The "[m]oney still due and owing from the owner to the contractor at the time of the filing of the lien, plus any sums subsequently earned thereon, is known as the 'lien fund'" (id.). A lienor is limited to recovering from the lien fund (see C.C.C. Renovations, Inc. v Victoria Towers Dev. Corp., 168 AD3d at 666; Albert J. Bunce, Ltd. v Fahey, 73 AD2d 632, 632-633).
However, "[w]here sub-subcontractors are involved, this rule becomes more complex, because the principle of subrogation applies to all tiers of subcontractor liens" (Peri Formwork Sys., Inc. v Lumbermens Mut. Cas. Co., 112 AD3d at 176-177). In other words, "[e]ach party is subrogated to the rights of the contractor or subcontractor on the contracting tier above him [or her]" (id. at 177 [internal quotation marks omitted]). "Therefore, in the case of a sub-subcontractor . . . to a subcontractor, it may not enforce its lien for an amount in excess of either (1) the amount of money owed to him [or her] by the subcontractor; (2) the amount of money owed by the general contractor to the subcontractor; or (3) the amount of money owed by the owner to the general contractor" (id. [internal quotation marks omitted]; see NGU, Inc. v City of New York, 189 AD3d 850, 852).

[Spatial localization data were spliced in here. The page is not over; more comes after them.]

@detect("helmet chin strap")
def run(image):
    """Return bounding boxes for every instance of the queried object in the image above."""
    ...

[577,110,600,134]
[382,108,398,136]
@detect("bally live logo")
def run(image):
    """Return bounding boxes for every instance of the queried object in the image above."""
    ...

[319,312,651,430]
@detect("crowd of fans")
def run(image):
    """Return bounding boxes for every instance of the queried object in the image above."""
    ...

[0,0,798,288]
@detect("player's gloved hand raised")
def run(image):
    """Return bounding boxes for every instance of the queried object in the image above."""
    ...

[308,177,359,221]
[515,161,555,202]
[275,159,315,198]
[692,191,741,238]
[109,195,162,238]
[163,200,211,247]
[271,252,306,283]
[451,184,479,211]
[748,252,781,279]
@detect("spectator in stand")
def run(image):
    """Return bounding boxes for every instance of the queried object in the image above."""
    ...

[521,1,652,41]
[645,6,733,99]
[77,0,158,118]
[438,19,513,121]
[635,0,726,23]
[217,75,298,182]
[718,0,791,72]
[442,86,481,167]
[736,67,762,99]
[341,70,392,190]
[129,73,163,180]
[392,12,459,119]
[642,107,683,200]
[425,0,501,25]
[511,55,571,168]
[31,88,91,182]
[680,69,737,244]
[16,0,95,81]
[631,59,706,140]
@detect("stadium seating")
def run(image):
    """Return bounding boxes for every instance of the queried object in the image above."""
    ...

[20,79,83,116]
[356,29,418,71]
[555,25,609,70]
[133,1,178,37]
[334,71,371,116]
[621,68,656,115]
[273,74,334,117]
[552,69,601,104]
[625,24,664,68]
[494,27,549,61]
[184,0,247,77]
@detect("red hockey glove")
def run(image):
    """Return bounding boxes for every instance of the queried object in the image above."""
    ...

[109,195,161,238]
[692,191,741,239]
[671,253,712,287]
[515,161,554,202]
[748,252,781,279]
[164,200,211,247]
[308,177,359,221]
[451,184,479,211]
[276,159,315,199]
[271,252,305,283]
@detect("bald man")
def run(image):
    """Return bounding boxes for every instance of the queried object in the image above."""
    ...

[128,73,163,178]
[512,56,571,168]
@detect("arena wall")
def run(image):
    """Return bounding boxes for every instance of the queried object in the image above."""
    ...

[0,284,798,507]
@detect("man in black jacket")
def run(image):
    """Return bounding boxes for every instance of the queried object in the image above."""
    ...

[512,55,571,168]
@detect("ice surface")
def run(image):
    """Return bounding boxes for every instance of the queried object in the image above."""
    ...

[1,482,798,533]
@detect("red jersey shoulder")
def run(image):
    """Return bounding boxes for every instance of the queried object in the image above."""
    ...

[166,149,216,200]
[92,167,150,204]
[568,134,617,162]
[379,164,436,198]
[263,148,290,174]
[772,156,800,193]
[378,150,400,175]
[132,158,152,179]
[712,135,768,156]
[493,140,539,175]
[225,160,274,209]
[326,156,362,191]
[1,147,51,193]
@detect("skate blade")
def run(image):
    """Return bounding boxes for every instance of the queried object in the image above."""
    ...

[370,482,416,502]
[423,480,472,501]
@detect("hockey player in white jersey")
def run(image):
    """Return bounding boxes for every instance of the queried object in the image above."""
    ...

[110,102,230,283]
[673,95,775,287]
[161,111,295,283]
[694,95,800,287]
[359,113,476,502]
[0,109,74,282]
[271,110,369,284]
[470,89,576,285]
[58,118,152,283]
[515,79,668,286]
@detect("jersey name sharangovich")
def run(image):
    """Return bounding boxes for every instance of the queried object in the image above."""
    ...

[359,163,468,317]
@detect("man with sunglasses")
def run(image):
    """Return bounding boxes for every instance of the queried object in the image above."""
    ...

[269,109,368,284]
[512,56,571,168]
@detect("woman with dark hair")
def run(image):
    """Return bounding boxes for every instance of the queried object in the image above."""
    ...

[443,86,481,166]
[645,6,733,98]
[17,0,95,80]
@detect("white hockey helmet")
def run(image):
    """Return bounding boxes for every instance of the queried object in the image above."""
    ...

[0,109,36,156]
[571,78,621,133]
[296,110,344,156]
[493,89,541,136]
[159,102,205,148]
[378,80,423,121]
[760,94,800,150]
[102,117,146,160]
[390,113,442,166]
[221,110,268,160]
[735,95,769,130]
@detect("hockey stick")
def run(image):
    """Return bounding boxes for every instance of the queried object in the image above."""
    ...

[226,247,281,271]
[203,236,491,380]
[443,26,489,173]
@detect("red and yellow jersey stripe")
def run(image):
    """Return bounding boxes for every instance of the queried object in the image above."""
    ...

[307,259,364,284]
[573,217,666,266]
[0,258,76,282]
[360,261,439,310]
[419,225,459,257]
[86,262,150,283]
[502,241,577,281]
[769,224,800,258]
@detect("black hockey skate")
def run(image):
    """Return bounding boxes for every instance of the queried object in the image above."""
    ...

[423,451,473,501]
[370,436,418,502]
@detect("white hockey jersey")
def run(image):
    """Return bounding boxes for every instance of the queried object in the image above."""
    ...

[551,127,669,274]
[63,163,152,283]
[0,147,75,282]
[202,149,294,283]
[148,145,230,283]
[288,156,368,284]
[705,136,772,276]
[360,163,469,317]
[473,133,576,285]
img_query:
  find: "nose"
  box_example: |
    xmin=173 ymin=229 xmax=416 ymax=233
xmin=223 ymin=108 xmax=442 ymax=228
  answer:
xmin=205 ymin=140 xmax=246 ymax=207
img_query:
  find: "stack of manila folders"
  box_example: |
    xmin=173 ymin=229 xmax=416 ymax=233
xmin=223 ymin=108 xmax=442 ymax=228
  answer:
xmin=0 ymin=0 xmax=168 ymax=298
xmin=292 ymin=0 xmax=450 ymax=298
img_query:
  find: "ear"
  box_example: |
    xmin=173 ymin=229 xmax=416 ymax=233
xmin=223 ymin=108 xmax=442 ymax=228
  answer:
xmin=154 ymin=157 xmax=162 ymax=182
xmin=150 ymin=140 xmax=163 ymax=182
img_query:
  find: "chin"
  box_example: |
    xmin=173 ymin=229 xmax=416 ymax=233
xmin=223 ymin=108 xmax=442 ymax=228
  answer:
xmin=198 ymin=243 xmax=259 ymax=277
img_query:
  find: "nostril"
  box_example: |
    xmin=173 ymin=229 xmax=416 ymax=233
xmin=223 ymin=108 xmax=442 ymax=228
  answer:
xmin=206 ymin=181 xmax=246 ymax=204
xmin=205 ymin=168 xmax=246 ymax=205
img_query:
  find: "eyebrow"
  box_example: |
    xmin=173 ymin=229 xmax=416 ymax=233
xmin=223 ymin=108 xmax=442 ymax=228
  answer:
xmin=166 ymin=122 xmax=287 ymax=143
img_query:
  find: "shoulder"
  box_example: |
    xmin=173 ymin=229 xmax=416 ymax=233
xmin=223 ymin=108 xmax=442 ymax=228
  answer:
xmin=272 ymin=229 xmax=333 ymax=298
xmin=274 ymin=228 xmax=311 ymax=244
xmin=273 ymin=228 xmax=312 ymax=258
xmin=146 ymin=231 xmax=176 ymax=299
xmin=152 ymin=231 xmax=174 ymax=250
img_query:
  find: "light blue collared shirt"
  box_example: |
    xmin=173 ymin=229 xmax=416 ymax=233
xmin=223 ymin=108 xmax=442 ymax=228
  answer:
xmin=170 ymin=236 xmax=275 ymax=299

The Supreme Court should have denied both motions for summary judgment due to triable issues of fact as to whether there was a lien fund from which the plaintiff could recover. Contrary to the defendants' contentions, they failed to establish that there were no funds due and owing to East Coast, to which the plaintiff's respective liens could attach (see NGU, Inc. v City of New York, 189 AD3d at 852). An affidavit of Hermann Michlits, a senior project manager for Global, failed to account for or adequately explain certain balances, which accrued before the lien filing dates and were not satisfied until thereafter. Since the defendants failed to satisfy their prima facie burden, we need not address the sufficiency of the plaintiff's opposition papers (see Winegrad v New York Univ. Med. Ctr., 64 NY2d 851, 853).
Similarly, the plaintiff failed to eliminate triable issues of fact as to the existence of eligible lien funds for the 2 North project and the Vanderbilt project.
The parties' remaining contentions either are without merit or need not be reached in light of our determination.
Accordingly, the Supreme Court properly denied the plaintiff's motion for summary judgment on the amended complaint insofar as asserted against the defendants, but erred in granting the defendants' motion for summary judgment dismissing the amended complaint insofar as asserted against them.
BRATHWAITE NELSON, J.P., VOUTSINAS, TAYLOR and GOLIA, JJ., concur.